Cutting them off, or maybe right on time, their Wild Salmon Tartar arrives, and they’re quick to dig in. It is clear from the onset not to ask them about the way in which it is presumed that their species speaks English, but they do get there. They, for one, are fan of yiddish, and the Jewish tradition, but there is a degree of nuance to the situation; “I understand what George (Lucas) was going for back then, and I think he made the right call, but I’d be outright lying to you if I wasn’t sick to fucking death of people talking at me like a Zadie or something. Also, why would you approach me doing an imitation of my accent if you think that’s my real voice? It happens all the time, and I’m a laid back being, but it’s still a little unsettling, ya know?”

Which brings us back to the cooing. Their character has been verbal in every episode, but not unlike the high school characters of dramedy past, Baby Yoda is playing a character 100 years his junior. “I’m just psyched for the work, are you kidding me? (John) Favreau really came through like an angel from heaven. It was such a blessing that he didn’t want to just CGI me in for the Baby stuff, he could have just hired me for voiceover, would have been way cheaper. Like, Pedro (Pascal, his costar) had the mask on all season, so that wasn’t Pedro a lot, right? Brendan (Wayne) and Lateef (Crowder) played a huge role with their expressive physicality, and I got to film the whole time. Big difference in pay scale, and I learned a lot, ya know?”

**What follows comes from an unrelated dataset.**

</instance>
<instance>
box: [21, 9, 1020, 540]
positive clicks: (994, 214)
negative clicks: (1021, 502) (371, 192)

Spending any time with Baby Yoda and you’ll be struck by their awareness, of budgetary concerns, of public perception, or maybe you won’t be, as nobody seems to be able to seperate the being and the character with this extra terrestrial. They don’t have a large team, there’s no press operation trying to pass on his likes and dislikes in pop culture (they’ve been on a Radiohead kick as of late) as well as their appreciation for the world of artisan scents (they have spiteful words for Le Labo’s omnipresent ‘Santal 33’, but knowingly rib themselves for knowing what it is at all).

Like all things currently, our conversation circles back to CoVid19, the tables around us have remained empty for the time we’ve been here, and the bare bones staff all appear quite nervous, as they have every right to be. Baby Yoda’s presence, it seems, is making them more concerned, and not lightening their day. The extra terrestrial isn’t surprised;

“I really didn’t go out much before The Mandalorian came out, humans are fuckin’ scared man, I get it. You (People, Humans) don’t get out much. There’s definitely a pizzagate style reddit thread devoted to calling me patient zero for Corona, which is not the case, but sure, whatever.”

They trail off, mumbling again about pangolins, lighting what is either their fourth or fifth cigarette, those deep black eyes luridly drifting, if only for a moment, to a lithe server who crosses the patio by the fountain. And then it happens; he lets out a coo.

The server turns as the burble leaves his lips along with the continuous stream of smoke, and in one motion she is circling back to check on us, taking her gazelle-like strides in a sea of empty tables. Baby Yoda has the drink menu out and questions at the ready when she arrives. “So a couple questions-” There is deliberation, gin or rum? No tequila, they agree. Baby Yoda forms a team with the beautiful woman just as quickly as we’d struck up a deep conversation about art and perception.

Instead of placing the order, they agree to go back to the bar together and “figure out the right bottle together.” I wonder how long I’ll wait after five minutes alone on the patio. When I go to the bathroom another five minutes after that, I hear the very human sounds of intercourse as I pass the ladies room, mixed in with more urgent cooing. Baby Yoda never returns to the table. This is the last interaction I will have before the statewide shelter in place order is given.